El Gobierno incumplió la meta fiscal con el FMI del primer semestre
El rojo del sexto mes dejó al Ejecutivo por debajo del objetivo semestral pactado con el Fondo y obliga a negociar un waiver en julio.
Como bien informó diario Hoy en ediciones anteriores, el Sector Público Nacional cerró junio con un déficit financiero superior al billón de pesos, compuesto por un rojo primario de 696.843 millones y pagos de intereses por 328.049 millones. Los factores que explican el rojo de junio incluyen la postergación del vencimiento del Impuesto a las Ganancias para personas humanas, el pago del medio aguinaldo y el incremento de subsidios energéticos. La propia Secretaría de Hacienda reconoció que se trató de un mes de alta estacionalidad en el gasto, aunque los analistas advierten que el margen de maniobra se achica y que la capacidad de sostener el equilibrio fiscal se reduce con cada revisión.
Lo que viene con el FMI
La próxima revisión del programa está prevista para fines de julio, en coincidencia con la visita de Kristalina Georgieva al país. El Gobierno buscará que el organismo otorgue un waiver que permita destrabar un desembolso superior a 680 millones de dólares. La administración nacional insiste en que el orden fiscal sigue siendo un pilar del programa económico, pero la fragilidad expuesta por el déficit de junio obliga a depender de una recuperación de la recaudación y de la confianza del Fondo para sostener el rumbo.
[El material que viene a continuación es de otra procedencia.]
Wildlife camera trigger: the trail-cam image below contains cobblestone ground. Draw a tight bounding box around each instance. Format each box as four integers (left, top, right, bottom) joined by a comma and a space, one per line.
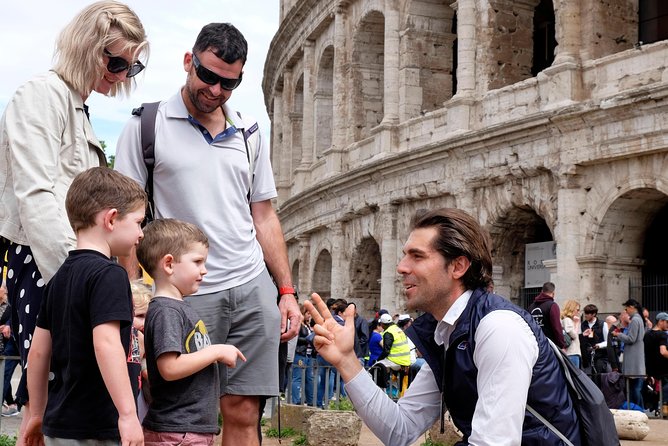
0, 414, 668, 446
262, 419, 668, 446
Especialistas señalan que el margen de maniobra del Ejecutivo es acotado y que la clave estará en cumplir la meta anual. Sin embargo, informes privados como el de GMA Capital advierten que la caída de ingresos tributarios y la menor capacidad de ajuste del gasto reducen los recursos para sostener el equilibrio fiscal en la segunda mitad del año. La advertencia es clara: con ingresos debilitados y un espacio cada vez menor para recortar, la sostenibilidad del programa depende de factores externos que escapan al control inmediato del Gobierno.
Una fragilidad expuesta
El ministro de Economía, Luis Caputo, defendió la estrategia oficial y aseguró que el orden en las cuentas públicas sigue siendo un objetivo irrenunciable. No obstante, la evidencia muestra que la administración libertaria no logró cumplir con la meta semestral y que la dependencia de un perdón del FMI expone la vulnerabilidad del plan. El déficit de junio quebró la narrativa del equilibrio y dejó al descubierto que el Gobierno enfrenta crecientes dificultades para sostener el ajuste.
El cierre del semestre marca un punto de inflexión. La combinación de ingresos debilitados, gasto rígido y necesidad de apoyo externo revela una gestión que se sostiene más en la paciencia del Fondo que en la fortaleza de sus propias cuentas. La fragilidad del ajuste y la dependencia de un waiver son señales de alarma que ponen en duda la capacidad del Gobierno para cumplir con sus compromisos y consolidar un rumbo económico estable.
El incumplimiento de la meta fiscal no es un episodio aislado, sino la confirmación de que la estrategia oficial se encuentra condicionada por limitaciones estructurales. La insistencia en sostener un relato de disciplina contrasta con la realidad de un déficit que obliga a pedir perdón y paciencia al organismo internacional. El resultado es un Gobierno que exhibe más vulnerabilidad que firmeza y que, lejos de consolidar un ancla fiscal, se expone a la crítica por una gestión que no logra sostener sus propios objetivos.